December 9, 2015, 2:00 AM UTC
Courtesy of D-Wave Systems

Google gave outsiders their first peek at its experimental quantum super-computing system on Tuesday that it hopes will one day usher in a new era of data crunching.

The search giant and its partners, NASA and the non-profit Universities Space Research Association, have been experimenting with the cutting edge technology for the past two years. The goal is to develop a better way to solve hugely complex problems like improving air traffic control and desalination plant operations—even if the data is a big jumble.

The computing system, housed at NASA Ames Research Center, near Mountain View, Calif., resembles a giant black utility box that researchers who work on it say is filled with one quantum computing chip and a giant refrigeration system. The pumps make a noticeable chirping sound while they help keep the system at near absolute zero degrees.

Quantum computing relies on the notion of so-called particles called quantum bits, or qubits, that can exist in more than two physical states at the same time. Unlike traditional computers, in which a silicon chip’s transistors are either turned on or off, a qubit can be both at the same time. In theory, this makes for more powerful computers that can work faster than what’s generally used today.

The researchers emphasized that quantum computing is still in the experimental stages and has yet to be commercialized. Rupak Biswas, deputy director of exploration technology at NASA Ames, likened the state of quantum computing to the early development of conventional computers during the 1930s and 40s.

“This is not a commercial product,” he said. “This is not like you can go to your shopping mall and pick up one of these quantum computers so you can start texting and Facetime.”

Biswas also mentioned that it’s not only Google and NASA that are exploring quantum computing.
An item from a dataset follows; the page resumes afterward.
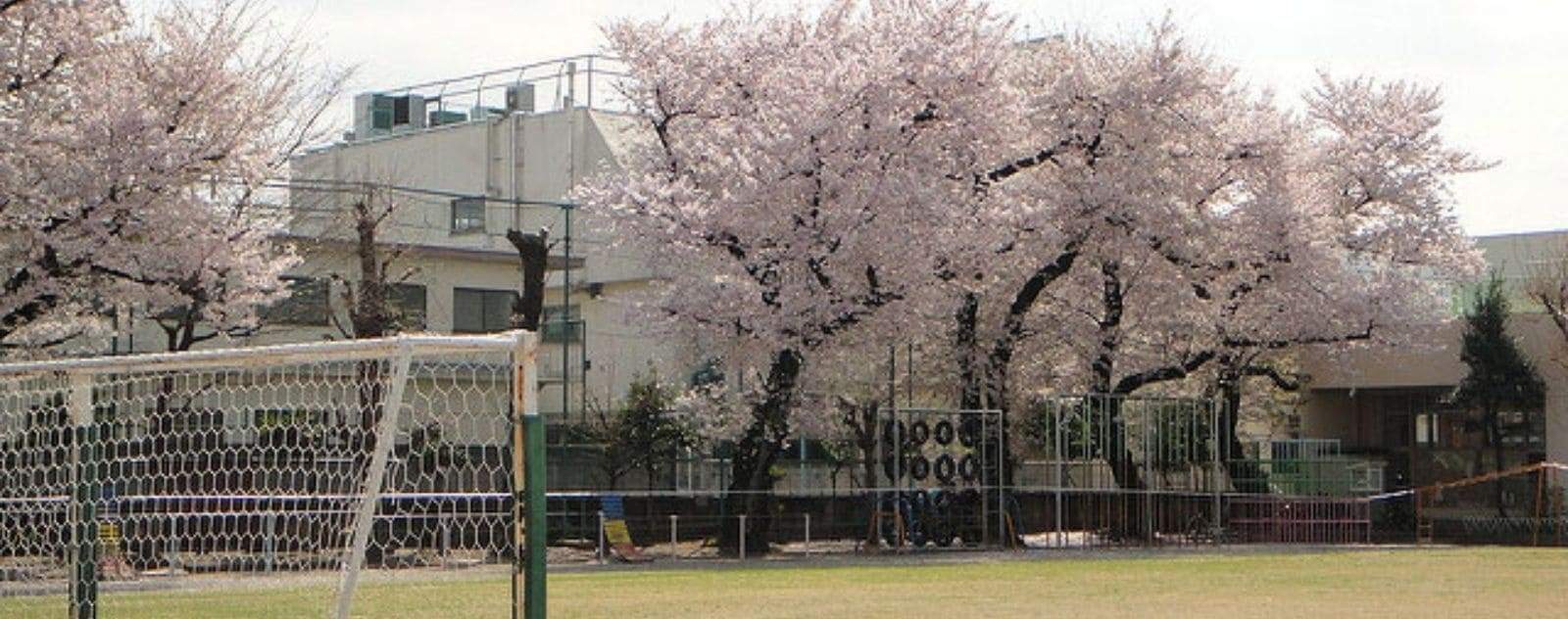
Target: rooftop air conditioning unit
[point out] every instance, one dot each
(519, 98)
(388, 114)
IBM (IBM), Intel (INTC), and Microsoft (MSFT) have also been conducting research into the technology.

“If quantum computing were to work, it is truly a disruptive technology and it could change how we do everything, almost,” Biswas said. “No company would like to be left behind, in some sense.”
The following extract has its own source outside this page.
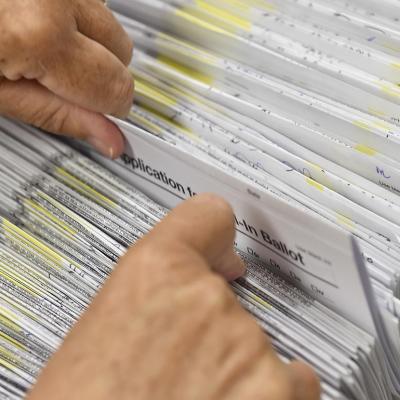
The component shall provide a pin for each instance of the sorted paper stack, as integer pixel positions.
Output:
(65, 220)
(299, 99)
(289, 109)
Some scientists have taken issue with D-Wave, which built the quantum computing system at NASA Ames, because they say the machine is not a true quantum computer. They say it uses some quantum computing technology, but that it does not entirely meet their definition because it can only solve a limited range of problems.

Nevertheless, Google (GOOG) and NASA are studying the machine to calculate complex problems that conventional computers have trouble doing quickly. For example, Google published a paper on Monday claiming that it had been able to perform a calculation with the technology that was significantly faster than what a conventional computer could crunch.

Here’s a brief tour of the quantum-computing lab:

The D-Wave 2X quantum computer. Inside the black box is the quantum chip that powers the computer as well as a refrigeration system and vacuum pumps. The device needs to be kept at near absolute zero using liquid helium. The device is also isolated from magnetic fields and disturbances that could disrupt the quantum activity inside.


Rupak Biswas, Deputy Director of Exploration Technology at NASA Ames Research Center.
Helium tanks (behind the machine) that are used for keeping the system cold. The pumps used inside the D-Wave machine to keep it cold create a constant chirping sound that can be heard throughout the facility.


The D-Wave chip that powers the system.